Book Read Free

Double Wide

Page 18

by Leo W. Banks


  “I know a bigwig at Arizona Feeds,” I said. “I’ll get you a brand-new hat. How’s that?”

  “For real? Man, that pleases my heart.”

  Looking for human remains was a grim business, and nothing came of it. That was the way the whole case was going. Rolando’s hand was gone, Angel was gone, and when we got back to Double Wide and I called Roxy for a morning update, she still had nothing to report on Roscoe Rincon.

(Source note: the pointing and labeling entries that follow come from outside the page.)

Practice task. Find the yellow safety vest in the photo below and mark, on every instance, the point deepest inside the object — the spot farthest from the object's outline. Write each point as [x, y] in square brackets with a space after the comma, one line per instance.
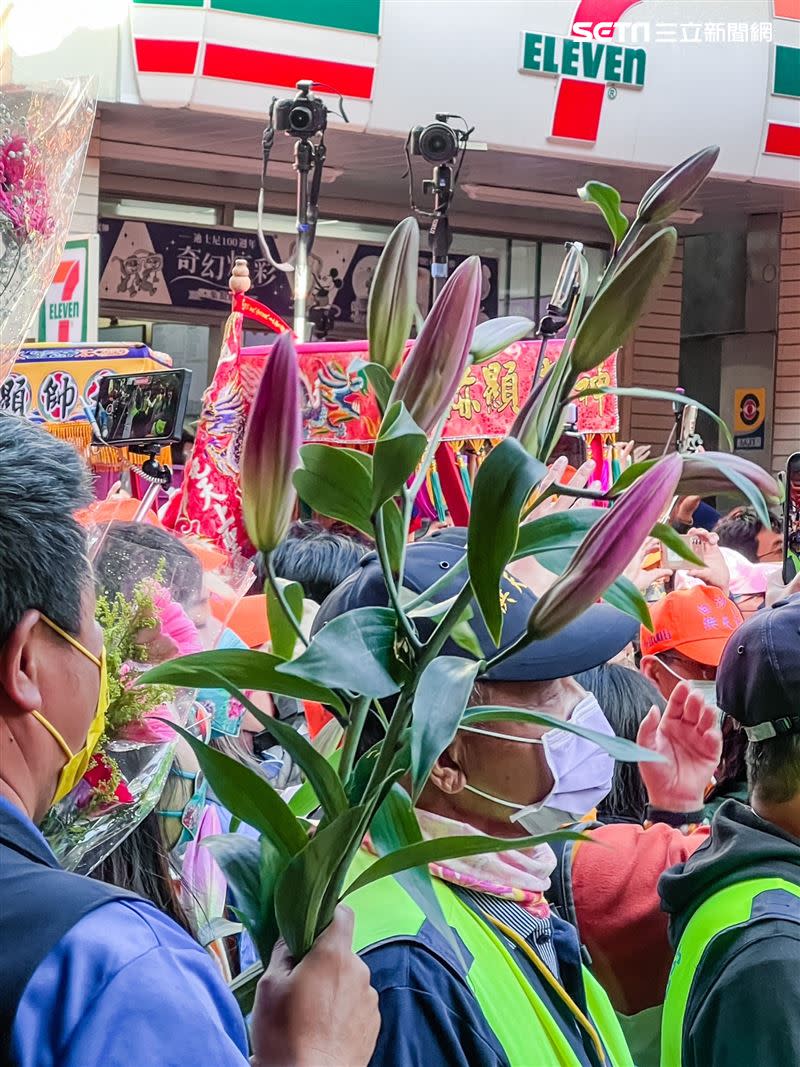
[518, 1017]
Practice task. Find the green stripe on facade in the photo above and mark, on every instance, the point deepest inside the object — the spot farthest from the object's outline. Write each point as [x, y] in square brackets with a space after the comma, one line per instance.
[787, 72]
[170, 3]
[362, 16]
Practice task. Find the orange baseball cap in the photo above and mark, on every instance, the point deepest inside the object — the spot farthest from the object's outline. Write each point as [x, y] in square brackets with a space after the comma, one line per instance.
[697, 622]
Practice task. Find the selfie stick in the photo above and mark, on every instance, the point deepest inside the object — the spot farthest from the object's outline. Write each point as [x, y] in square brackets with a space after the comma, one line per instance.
[158, 476]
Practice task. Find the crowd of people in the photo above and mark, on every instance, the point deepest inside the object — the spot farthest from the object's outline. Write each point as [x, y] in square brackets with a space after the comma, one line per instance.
[668, 933]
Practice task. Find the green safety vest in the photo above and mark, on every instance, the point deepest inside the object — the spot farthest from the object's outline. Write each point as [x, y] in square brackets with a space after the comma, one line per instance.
[731, 907]
[520, 1019]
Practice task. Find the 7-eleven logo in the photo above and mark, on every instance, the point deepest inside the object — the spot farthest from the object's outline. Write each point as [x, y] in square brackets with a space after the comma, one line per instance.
[783, 138]
[64, 308]
[585, 63]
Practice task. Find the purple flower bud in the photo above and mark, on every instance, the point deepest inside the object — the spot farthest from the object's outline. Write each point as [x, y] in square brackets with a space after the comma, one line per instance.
[435, 366]
[608, 548]
[271, 451]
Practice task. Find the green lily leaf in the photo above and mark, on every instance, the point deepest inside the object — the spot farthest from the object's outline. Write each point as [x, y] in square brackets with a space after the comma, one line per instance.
[243, 986]
[395, 826]
[674, 188]
[642, 394]
[442, 695]
[673, 541]
[620, 748]
[252, 869]
[495, 335]
[305, 800]
[618, 307]
[246, 795]
[465, 636]
[305, 882]
[393, 296]
[441, 849]
[335, 483]
[282, 632]
[381, 381]
[398, 449]
[241, 669]
[505, 482]
[321, 776]
[607, 198]
[354, 652]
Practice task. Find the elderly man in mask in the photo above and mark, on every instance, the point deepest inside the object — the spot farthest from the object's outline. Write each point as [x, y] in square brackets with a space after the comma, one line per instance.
[91, 974]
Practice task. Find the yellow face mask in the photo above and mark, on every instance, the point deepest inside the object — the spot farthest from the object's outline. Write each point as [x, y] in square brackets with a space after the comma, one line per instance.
[77, 763]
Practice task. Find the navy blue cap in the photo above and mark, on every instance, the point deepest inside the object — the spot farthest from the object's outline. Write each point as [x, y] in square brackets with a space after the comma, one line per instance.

  This was my day to visit Sam and after that, I had a meeting with Micah Alan Gabriel. Before Roxy and I finished up, she said her time at Skin had produced a lead, and she wanted me to meet her there on the way home from the jail. We set a time.

  I ate lunch, tuna on toast with an apple and lemonade, and I could barely finish. I lit a cigar and stepped outside with Chico bouncing at my heels.

  My mind kept circling through the case and stopping on Detective Benny Diaz.

  With Rolando’s hand in my freezer, I had good reason to keep him at bay. But why now? Rolando’s hand was gone, and with Angel talking, I knew who killed Carlos Alvarez and probably Rolando. If I brought Diaz in on the Alvarez murder, he might turn up something on Rolando’s whereabouts.

  I called him and got his message. “I’ve got a name for you. Roscoe Rincon. He killed Carlos Alvarez. Call me back.”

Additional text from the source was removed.